Third: as proposed by the Senate Pro Tem, appointments to the PAT board would be allocated among several officials including the Governor, Caucus leaders, the mayor of Pittsburgh and one by the County Executive of Allegheny County.  In light of the amount of money the state puts into the Authority each year, it makes sense for the governing officials to have representation in the management of the Authority. Moreover, PAT is a creature of the state and the state has an obligation to insure that it operates in the interest of both taxpayers and transit riders.

 

Fourth:  a new Allegheny Institute proposal asks the Legislature to take into account the fact that the primary beneficiaries of mass transit are the residents, businesses and other employers in the area served. With passenger and other non-tax revenue accounting for only 30 percent or so of total (fare box is about 25 percent of total) and most of the remainder being subsidized by state taxpayers, there is an obvious need to have local sources come up with a greater share of the revenue.  One possibility might be a local option add-on sales tax of some small percentage-or a redirection of a portion of a current local option tax.  The objective should be to raise the local match for state dollars to 25 percent over a period of three years, that is, for each dollar of state aid, the local governing body (or bodies) would have to put up 25 cents.
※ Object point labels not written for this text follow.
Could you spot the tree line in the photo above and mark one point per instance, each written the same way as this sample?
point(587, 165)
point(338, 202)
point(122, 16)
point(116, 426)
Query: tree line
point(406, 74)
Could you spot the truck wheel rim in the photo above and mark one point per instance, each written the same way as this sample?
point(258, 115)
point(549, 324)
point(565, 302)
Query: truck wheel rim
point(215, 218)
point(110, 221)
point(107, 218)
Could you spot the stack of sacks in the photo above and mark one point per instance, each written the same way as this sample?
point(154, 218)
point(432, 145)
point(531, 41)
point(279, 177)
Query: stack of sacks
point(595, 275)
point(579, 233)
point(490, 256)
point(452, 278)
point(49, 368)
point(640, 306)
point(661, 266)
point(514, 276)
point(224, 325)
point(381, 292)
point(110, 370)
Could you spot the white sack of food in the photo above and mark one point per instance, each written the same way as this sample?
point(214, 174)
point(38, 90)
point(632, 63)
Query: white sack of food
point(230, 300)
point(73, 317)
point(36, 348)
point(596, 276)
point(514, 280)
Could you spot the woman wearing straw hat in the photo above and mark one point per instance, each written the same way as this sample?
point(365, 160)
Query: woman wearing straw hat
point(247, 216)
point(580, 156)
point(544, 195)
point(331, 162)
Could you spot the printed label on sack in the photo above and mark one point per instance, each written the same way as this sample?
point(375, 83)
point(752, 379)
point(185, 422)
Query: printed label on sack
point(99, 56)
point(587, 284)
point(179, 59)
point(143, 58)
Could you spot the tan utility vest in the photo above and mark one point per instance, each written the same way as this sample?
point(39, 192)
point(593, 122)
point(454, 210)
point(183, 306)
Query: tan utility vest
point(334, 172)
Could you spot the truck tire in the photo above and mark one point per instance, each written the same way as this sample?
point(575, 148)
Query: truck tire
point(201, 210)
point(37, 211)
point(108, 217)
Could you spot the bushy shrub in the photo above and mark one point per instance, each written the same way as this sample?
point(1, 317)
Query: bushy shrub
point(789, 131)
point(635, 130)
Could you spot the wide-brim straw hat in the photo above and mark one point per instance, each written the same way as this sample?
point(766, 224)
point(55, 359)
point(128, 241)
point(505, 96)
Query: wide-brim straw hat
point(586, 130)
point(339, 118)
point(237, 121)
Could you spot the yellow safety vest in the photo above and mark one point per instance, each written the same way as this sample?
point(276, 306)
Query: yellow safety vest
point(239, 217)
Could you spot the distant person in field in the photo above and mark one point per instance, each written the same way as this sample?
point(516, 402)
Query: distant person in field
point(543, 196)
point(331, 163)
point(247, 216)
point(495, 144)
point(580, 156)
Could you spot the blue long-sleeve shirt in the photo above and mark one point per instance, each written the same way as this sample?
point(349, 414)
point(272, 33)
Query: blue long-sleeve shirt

Over ten years the match requirement could be raised further.

 

Meanwhile, only general, broad based taxes should be permitted as revenue sources for the match. For example, in Allegheny County the use of taxes levied on alcoholic beverages and car rentals is an inappropriate way to fund mass transit. Further, any increase in any transit supporting revenue or the levying of a new dedicated tax should be required to meet voter approval through a referendum. The inability to make the local match would result in the appropriate reduction in state funds until the match is achieved.

 

The foregoing provides a beginning list for the General Assembly to tackle if they are to pursue meaningful reform of public transportation. To simply add or raise fees and taxes to fund public transportation at higher levels is merely a band aid and could ratchet up future funding requests.